Which I do not expect because the Fourier Transform is FourierTransform[Sin[500 x], x, f],

I Sqrt[Pi/2] DiracDelta[-500+f]-I Sqrt[Pi/2] DiracDelta[500+f]

I'm not saying that Mathematica's Fourier function is somehow faulty. But could someone please explain why there isn't a peak around 500? This is the frequency of the signal after all...

Answer

As mentioned by @Rahul, you have not sampled your sine wave often enough and have introduced artifacts due to aliasing. The frequency of Sin[500 x]=Sin[2 Pi f x] is $f=500/(2\pi)$, which is about 80 Hz. At least two samples per cycle are required to avoid aliasing, hence the default $x$ interval of 1 in {x,0,100} must be reduced to less than about $1/(2*80)=0.006$.

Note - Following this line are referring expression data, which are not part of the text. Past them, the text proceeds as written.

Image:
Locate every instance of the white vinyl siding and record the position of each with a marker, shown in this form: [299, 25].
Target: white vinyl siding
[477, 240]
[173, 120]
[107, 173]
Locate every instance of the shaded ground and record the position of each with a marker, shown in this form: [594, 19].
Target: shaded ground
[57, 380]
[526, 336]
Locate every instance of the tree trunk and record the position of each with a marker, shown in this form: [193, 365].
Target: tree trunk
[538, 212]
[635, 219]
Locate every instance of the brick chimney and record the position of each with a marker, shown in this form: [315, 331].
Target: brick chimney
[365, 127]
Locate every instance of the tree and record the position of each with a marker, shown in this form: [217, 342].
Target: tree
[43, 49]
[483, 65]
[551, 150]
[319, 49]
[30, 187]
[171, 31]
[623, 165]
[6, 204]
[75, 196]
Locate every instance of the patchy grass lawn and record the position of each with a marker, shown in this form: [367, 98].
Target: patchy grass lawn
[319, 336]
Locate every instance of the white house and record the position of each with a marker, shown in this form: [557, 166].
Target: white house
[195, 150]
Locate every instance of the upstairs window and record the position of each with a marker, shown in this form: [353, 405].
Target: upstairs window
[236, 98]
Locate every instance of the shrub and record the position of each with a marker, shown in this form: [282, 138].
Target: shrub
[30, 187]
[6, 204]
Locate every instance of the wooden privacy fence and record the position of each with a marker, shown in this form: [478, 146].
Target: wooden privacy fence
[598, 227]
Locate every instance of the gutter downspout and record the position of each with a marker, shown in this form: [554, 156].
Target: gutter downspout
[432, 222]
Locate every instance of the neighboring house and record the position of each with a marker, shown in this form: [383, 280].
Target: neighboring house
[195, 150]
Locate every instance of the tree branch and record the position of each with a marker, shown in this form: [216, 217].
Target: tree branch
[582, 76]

In addition, the discrete fast Fourier transform assumes periodicity. Hence, care must be taken to match endpoints precisely. An interval without an exact integral multiple of the sine wavelengths will return blurred Dirac delta functions.

I set the sampling interval to $(1/f)/4$, which is small enough to avoid aliasing. There are an integral number of wavelengths, 100*(2 Pi/500)/4, and the endpoints are matched.

testData = Table[N@Sin[500 x], 
              {x, 0, 100*(2 Pi/500)/4 - (2 Pi/500)/4, (2 Pi/500)/4}];
ListLinePlot[Abs[Fourier[testData]], PlotRange->Full]